I will be there bright and early Wed. morning to set camp. About ten of us total.


----------



## Hunter/Mason (Dec 14, 2009)

We went and scouted last Friday. Looks real good anywhere on either dirt rd. behind the check station. TONS of fresh rubs, several scrapes. All up and down the pwr line along the Indian creek. Lots of tracks also. Didn't see any hog sign at all. They are logging up tward the dairy so I'd bet that area will be ruint. There will be 4 of us. Good Luck!!!


----------



## huntingonthefly (Dec 14, 2009)

If I wasn't going to AL I'd sure be there. Went a few years ago with the bow and seen dozens of deer OTG. Returned on a quota hunt 3 seasons ago and killed a nice 9 pt. Good luck Hunter/Mason and friends. Thanks for the auto tips on the other thread. PM ya if I can find them old coords.


----------



## Hunter/Mason (Dec 15, 2009)

Be glad to have them. In case we get ran out by too many others.
Good luck in AL.


----------



## striper commander (Dec 15, 2009)

How crowded of a hunt is this. I am thinking about hunting it the first day.


----------



## GA DAWG (Dec 16, 2009)

300mag said:


> How crowded of a hunt is this. I am thinking about hunting it the first day.


Its REAL crowded but it makes the deer move..Also remember its now a sign in hunt..So, you have to tag your own deer..


----------



## Hunter/Mason (Dec 18, 2009)

GA DAWG said:


> Its REAL crowded but it makes the deer move..Also remember its now a sign in hunt..So, you have to tag your own deer..




Real crowed wase'nt the word. I know it's public land and have hunted alot of WMA's, but this was a joke. I took 2 guys w/ me that have never hunted a WMA. We had 11-12 Orange Pumpkins hanging in trees every 100 yards from us in what looked like a shooting line. We saw 3 deer and 20 hunters. Got back in the stand @ 1:30 yesterday and my buddy had a guy come in @ 4:00 hang his stand 50yds away (whith him whistling,hollering hey,ect) and the guy never acknowleged him. After all that the hunter got down @ 5:10 and headed out. Needless to say these guys will never hunt a WMA again. We need some rules about this or have #ed areas to hunt(Like Sapelo). We put alot of effort into scouting and no we didn't hunt the area I posted about above. I posted to give guys that have never been there an area to start in. Needless to say we came home yesterday emptyhanded and very discouraged.


----------



## GA DAWG (Dec 18, 2009)

Hunter/Mason said:


> Real crowed wase'nt the word.
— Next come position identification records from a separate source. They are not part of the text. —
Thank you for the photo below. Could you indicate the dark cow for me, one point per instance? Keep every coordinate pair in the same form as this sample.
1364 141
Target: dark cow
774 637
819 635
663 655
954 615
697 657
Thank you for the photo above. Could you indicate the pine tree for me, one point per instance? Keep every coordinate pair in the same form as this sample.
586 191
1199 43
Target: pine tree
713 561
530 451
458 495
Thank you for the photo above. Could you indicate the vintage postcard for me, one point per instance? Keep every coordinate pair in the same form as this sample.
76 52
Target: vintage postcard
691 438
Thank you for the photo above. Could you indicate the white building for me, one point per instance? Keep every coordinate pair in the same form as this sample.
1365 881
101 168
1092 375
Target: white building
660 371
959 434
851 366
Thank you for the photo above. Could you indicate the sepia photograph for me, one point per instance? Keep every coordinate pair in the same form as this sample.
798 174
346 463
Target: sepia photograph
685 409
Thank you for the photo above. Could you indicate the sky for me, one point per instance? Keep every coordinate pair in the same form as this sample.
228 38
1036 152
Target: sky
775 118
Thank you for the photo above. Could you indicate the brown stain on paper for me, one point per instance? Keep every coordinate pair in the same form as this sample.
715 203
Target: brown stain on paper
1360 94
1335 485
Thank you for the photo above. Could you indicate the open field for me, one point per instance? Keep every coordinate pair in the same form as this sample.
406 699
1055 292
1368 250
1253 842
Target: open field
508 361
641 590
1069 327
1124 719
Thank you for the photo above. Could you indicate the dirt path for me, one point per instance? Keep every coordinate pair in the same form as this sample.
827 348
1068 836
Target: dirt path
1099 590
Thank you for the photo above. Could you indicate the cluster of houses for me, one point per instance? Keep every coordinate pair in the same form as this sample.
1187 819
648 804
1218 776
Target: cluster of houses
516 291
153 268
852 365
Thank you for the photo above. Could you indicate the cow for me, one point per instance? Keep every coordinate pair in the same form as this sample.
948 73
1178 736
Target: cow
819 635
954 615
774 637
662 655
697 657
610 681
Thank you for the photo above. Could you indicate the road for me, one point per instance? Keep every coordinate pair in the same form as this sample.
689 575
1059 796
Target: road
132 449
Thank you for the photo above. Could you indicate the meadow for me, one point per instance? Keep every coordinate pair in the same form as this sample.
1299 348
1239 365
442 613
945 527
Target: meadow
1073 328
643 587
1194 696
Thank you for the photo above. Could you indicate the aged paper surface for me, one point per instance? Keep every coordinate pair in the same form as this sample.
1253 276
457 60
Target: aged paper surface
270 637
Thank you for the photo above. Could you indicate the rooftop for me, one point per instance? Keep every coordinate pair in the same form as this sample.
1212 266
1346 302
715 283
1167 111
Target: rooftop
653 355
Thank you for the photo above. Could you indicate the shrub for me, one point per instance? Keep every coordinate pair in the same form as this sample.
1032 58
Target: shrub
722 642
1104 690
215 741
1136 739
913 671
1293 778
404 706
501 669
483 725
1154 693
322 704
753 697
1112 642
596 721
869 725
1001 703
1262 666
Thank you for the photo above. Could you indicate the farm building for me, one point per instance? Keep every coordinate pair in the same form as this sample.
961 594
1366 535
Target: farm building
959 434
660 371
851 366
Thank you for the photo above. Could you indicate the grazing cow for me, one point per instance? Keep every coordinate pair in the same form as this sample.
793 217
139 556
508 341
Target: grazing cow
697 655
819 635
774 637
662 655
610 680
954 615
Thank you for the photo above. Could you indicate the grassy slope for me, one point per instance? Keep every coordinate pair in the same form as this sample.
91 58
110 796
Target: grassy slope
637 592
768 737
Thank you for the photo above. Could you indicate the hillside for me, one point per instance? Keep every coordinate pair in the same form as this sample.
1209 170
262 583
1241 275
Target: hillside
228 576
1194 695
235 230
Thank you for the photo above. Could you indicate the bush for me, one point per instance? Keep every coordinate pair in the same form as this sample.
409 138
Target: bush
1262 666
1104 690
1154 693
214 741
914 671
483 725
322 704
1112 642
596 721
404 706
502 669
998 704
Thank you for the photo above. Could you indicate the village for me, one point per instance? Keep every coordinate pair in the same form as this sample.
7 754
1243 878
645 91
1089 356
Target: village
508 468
I know it's public land and have hunted alot of WMA's, but this was a joke. I took 2 guys w/ me that have never hunted a WMA. We had 11-12 Orange Pumpkins hanging in trees every 100 yards from us in what looked like a shooting line. We saw 3 deer and 20 hunters. Got back in the stand @ 1:30 yesterday and my buddy had a guy come in @ 4:00 hang his stand 50yds away (whith him whistling,hollering hey,ect) and the guy never acknowleged him. After all that the hunter got down @ 5:10 and headed out. Needless to say these guys will never hunt a WMA again. We need some rules about this or have #ed areas to hunt(Like Sapelo). We put alot of effort into scouting and no we didn't hunt the area I posted about above. I posted to give guys that have never been there an area to start in. Needless to say we came home yesterday emptyhanded and very discouraged.


 It is crazy..Thats why I stopped going..Ol butchertony on here did kill a good one down there yesterday


----------



## Steve78 (Dec 20, 2009)

If your gonna hunt a WMA like that, u need to go quota, not nearly as bad. I don't go to BF Grant nonquota for the very reason you just posted about.


----------